University of Michigan Council, Center for Education
Although widespread agreement exists that content knowledge is essential for effective instruction, what is actually meant by "content knowledge" varies. Terms such as "mathematical knowledge" and "pedagogical content knowledge" are used in different ways by different people, often without anyone noticing the confusion. We suggest that efforts to design opportunities for teachers to learn mathematics are hampered by this lack of specification and discrimination, and the lack of shared definitions for terms and ideas about "content knowledge." In this session, we will explore a set of distinctions that our research group has developed to "map" the territory of "mathematical knowledge for teaching" and consider what might be involved in helping teachers learn these different domains of content knowledge.

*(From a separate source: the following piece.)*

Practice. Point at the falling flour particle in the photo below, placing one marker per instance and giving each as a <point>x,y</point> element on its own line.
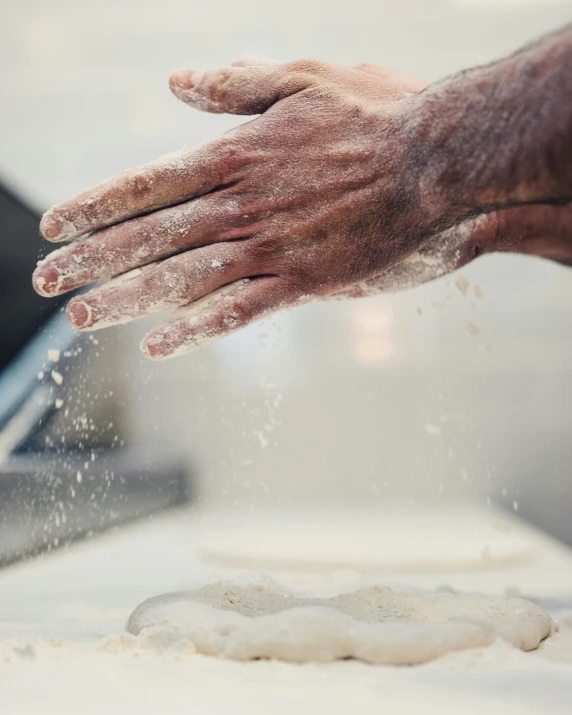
<point>378,624</point>
<point>462,284</point>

----Deborah Loewenberg Ball and Hyman Bass
Hyman Bass is the Roger Lyndon Collegiate Professor of mathematics and mathematics education at the University of Michigan. His mathematical research publications cover broad areas of algebra, with connections to geometry, topology and number theory. Bass is a member of the National Academy of Sciences and the American Academy of Arts and Sciences. Bass chaired the Mathematical Sciences Education Board at the NRC, and the Committee on Education of the American Mathematical Society, and he is President of the International Commission on Mathematics Instruction. During the past eight years he has been collaborating with Deborah Ball and her research group at the University of Michigan on the mathematical knowledge and resources entailed in the teaching of mathematics at the elementary level. In all of this work, a major challenge has been to build bridges between diverse professional communities and stakeholders involved in mathematics education, both here and abroad.